En outre, et aux termes de l’article L711-4 du code de la consommation, dans sa rédaction issue de la loi n°2021-1900 du 30 décembre 2021, "sauf accord du créancier, sont exclues de toute remise, de tout rééchelonnement ou effacement :
1° Les dettes alimentaires ;
2° Les réparations pécuniaires allouées aux victimes dans le cadre d’une condamnation pénale;
3° Les dettes ayant pour origine des manœuvres frauduleuses commises au préjudice des organismes de protection sociale énumérés à l’article L. 114-12 du code de la sécurité sociale;
4° Les dettes fiscales dont les droits dus ont été sanctionnés par les majorations non rémissibles mentionnées au II de l’article 1756 du code général des impôts et les dettes dues en application de l’article 1745 du même code et de l’article L. 267 du livre des procédures fiscales ;
L’origine frauduleuse de la dette est établie soit par une décision de justice, soit par une sanction prononcée par un organisme de sécurité sociale dans les conditions prévues aux articles L. 114-17 et L. 114-17-1 du code de la sécurité sociale.

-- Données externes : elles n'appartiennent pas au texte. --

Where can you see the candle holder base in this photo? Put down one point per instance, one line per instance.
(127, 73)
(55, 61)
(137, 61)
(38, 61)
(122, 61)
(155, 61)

Les amendes prononcées dans le cadre d’une condamnation pénale sont exclues de toute remise et de tout rééchelonnement ou effacement".
PAR CES MOTIFS
Le juge des contentieux de la protection, statuant après débats en audience publique, par jugement réputé contradictoire et en premier ressort, mis à la disposition du public par le greffe,
ORDONNE la jonction des procédures enregistrées sous les numéros de RG 25/00081 et 25/00092 sous le numéro unique 25/00081 ;
DÉCLARE les recours du [10] consumer finance et de Monsieur [R] [C], agissant en qualité d’héritier de Madame [L] recevables en la forme ;
ORDONNE la suspension de l’exigibilité de ces créances pour une durée de deux années à compter du présent jugement ;
DIT que, pendant ce délai, les créances ne porteront pas intérêt ;
DIT qu’en cas de retour à meilleure fortune ou à l’issue de ce délai la débitrice devra reprendre contact avec la commission pour éventuelle poursuite de la procédure et traitement du reliquat de l’endettement ;
RAPPELLE que les créanciers ne peuvent exercer de procédures d’exécution à l’encontre des biens des débiteurs pendant la durée d’exécution de ces mesures imposées ;
RAPPELLE que les dispositions du présent jugement se substituent à tous les accords antérieurs qui ont pu être conclus entre Madame [Z] [K] et les créanciers ;
RAPPELLE que Madame [Z] [K] sera déchue du bénéfice de la présente procédure si elle aggrave son endettement sans l’accord des créanciers ou du juge chargé du surendettement ;
RAPPELLE que le présent jugement est immédiatement exécutoire ;
LAISSE les frais et dépens à la charge de l’État ;
DIT que le présent jugement sera notifié par lettre recommandée avec avis de réception à chacune des parties et par lettre simple à la commission.
En foi de quoi le présent jugement a été signé par le juge des contentieux de la protection et le greffier.